La majorité des patients infectés par le VIH présente une inflammation généralisée persistante, même sous traitement antirétroviral efficace. Si cette inflammation ne provoque pas de symptômes visibles, elle contribue à altérer le pronostic à long terme, notamment en favorisant le vieillissement accéléré et la survenue de pathologies cardiovasculaires. Une altération de l’immunité de la muqueuse intestinale est en cause. Cette altération, en effet, conduit au passage constant de bactéries de la flore intestinale vers la circulation sanguine, entraînant ainsi un état inflammatoire chronique. Or, des chercheurs de Toulouse, sous la direction du Dr Pierre Delobel, ont pu expliquer ce phénomène.

UNE BARRIÈRE CONTRE LES BACTÉRIES
Leur étude, soutenue financièrement par l’ANRS (ANRS EP44 PERSIST) a concerné 20 patients infectés par le VIH en succès thérapeutique et 10 témoins séronégatifs.

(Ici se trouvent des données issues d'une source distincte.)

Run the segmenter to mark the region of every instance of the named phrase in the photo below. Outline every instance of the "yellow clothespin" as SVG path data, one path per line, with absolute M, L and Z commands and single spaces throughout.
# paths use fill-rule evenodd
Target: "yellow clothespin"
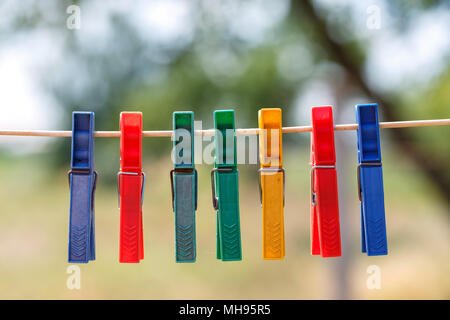
M 259 159 L 258 182 L 263 213 L 263 258 L 284 258 L 284 187 L 281 109 L 258 112 Z

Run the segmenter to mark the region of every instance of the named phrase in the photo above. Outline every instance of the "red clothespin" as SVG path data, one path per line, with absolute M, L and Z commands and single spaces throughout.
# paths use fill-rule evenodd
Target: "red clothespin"
M 120 114 L 120 258 L 121 263 L 144 259 L 142 201 L 145 174 L 142 172 L 142 113 Z
M 333 108 L 313 107 L 311 122 L 311 253 L 339 257 L 341 235 Z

Elle montre que, chez les patients infectés par le VIH, un certain type de lymphocytes CD4, principales cellules de l’immunité, qui sont normalement destinés à migrer vers la muqueuse intestinale, restent bloqués dans la circulation sanguine. Ces CD4 ont pour rôle de faire «barrière» entre le tube digestif et la circulation sanguine et donc d’empêcher le passage des bactéries vers le sang.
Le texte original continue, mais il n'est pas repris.